Thursday, 4 July 2013

The Collector (Fowles): Elements of Fiction; Point of View

There are two 1st person narrators in The Collector who are telling the event from each point of view. The story is dictated by Ferdinand's recollective report. Miranda's part is told as a diary, also in past tense, but unlike Ferdinand's account, it gives a feeling of being told in present time and thus synchronal with the actions. They are both trustworthy and unreliable; the meticulously described events are detailed and credible, but the narrators' way of thinking and acting interfere with common perception of them as credible people.

Kidnapping and keeping a person looked up in a cellar of ones house is not a normal behaviour which does Ferdinand basically unreliable. The impression of disparity is further strengthened when he thinks his prisoner Miranda will start to like him just if he makes sure she is welled treated and is getting what she wants, as if feeding and turning a chrysalis into another butterfly to his collection. He ruminates this fixed idea throughout the story. “Gradually she came to know me and like me and the dream grew into the one about our living in a nice modern house, married, with kids and everything. // I thought, I can't ever get to know her in the ordinary way, but if she's with me, she'll see my good points, she'll understand. There was always the idea she would understand. (Fowles 19) I said I'd buy anything she wanted. (35) I just want you to try and understand me as much as you can and like me a little if you can.” (46)

Miranda is constantly comparing her life in captivity and the life she had in liberty with characters in books, plays, or art, describing things as an art student sees them, or using George Paston's (G.P) ideas, of her highly esteemed artist mentor, to define the world -  as if she hermaphroditical is bringing forth her state of chrysalis longing for a butterfly metamorphosis. “I'll marry him [G.P.] if he wants.

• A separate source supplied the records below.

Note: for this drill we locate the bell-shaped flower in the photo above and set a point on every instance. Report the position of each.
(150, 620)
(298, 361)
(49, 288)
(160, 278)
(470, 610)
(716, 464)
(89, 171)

I want the adventure // Clever at knowing but not at living. I want his children in me. My body doesn't count any more. If he just wants that he can have it. // He has the secret of life in him (247)// I will give myself to G.P. He can have me. And whatever he does to me I shall still have my woman-me he can never touch.” (248)

Both Ferdinand and Miranda are shielded from the world, each one in his own way, even before their common stay in the house. It seems as if Miranda has just as much of an obsessive way of seeking and creating essence out of existence as Ferdinand. Now if an author want to refine that point of view it becomes more reliable to a reader if he lets those characters carry their own voices; it is easier to relate to people's obscure ideas if an unreliable narrator is speaking of his own in 1st  person narrator because an “I” associates directly with a readers “I” which makes thoughts and actions in a novel plausible, as if the reader himself were being addressed.

What reader would really trust that there exist a Ferdinand if an author lets a 3rd person narrator retell events taking place inside the walls of such a house; characters and actions would risk to appear to distant to associate and cope with.